To reduce black smearing (normal for VA panels), open your AMD software panel, press the settings cog (top right), then display, select custom colour, and increase brightness from 8-12.
Around 8 is enough for me @ 120hz, instead of overdrive (also and option, but causes overshoot), you can also set a per game setting, if games vary slightly.

 

Test page (scroll up and down quickly, adjust brightness to suit): Here.
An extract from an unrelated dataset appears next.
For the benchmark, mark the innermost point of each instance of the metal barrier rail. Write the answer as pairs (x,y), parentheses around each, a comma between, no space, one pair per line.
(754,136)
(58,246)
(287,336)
I am using Gamma 3.


----------



## Ferather (Sep 30, 2022)

Here are the settings I tuned for myself yesterday for maximum BSR (black smear reduction):



Brightness 28, Gamma 3. Walk away for 20 mins (eyes adjust).

----

If you are using my wallpaper, you can switch desktops using CTRL+Winkey + Left/Right.
You should notice a smooth transition, for my eyes 120hz is enough.

120hz and 28 brightness also reduces power consumption.

----

You can push for an extreme BSR setting, brightness 16 (GPU), although limited gain.
I did notice however at 16, the white edge on the planets transited better.


----------



## Ferather (Oct 1, 2022)

Monitor: Brightness 24, Gamma 3, much like out of the box, but with extreme BSR.


----------



## emanresu (Oct 1, 2022)

What would you rate it?
And bang-for-the-buck-wise-with-your-mods?


----------



## Ferather (Oct 2, 2022)

If you don't like the ICM profile, you can remove it (can be added later, not deleted from the drive), you will want saturation 100.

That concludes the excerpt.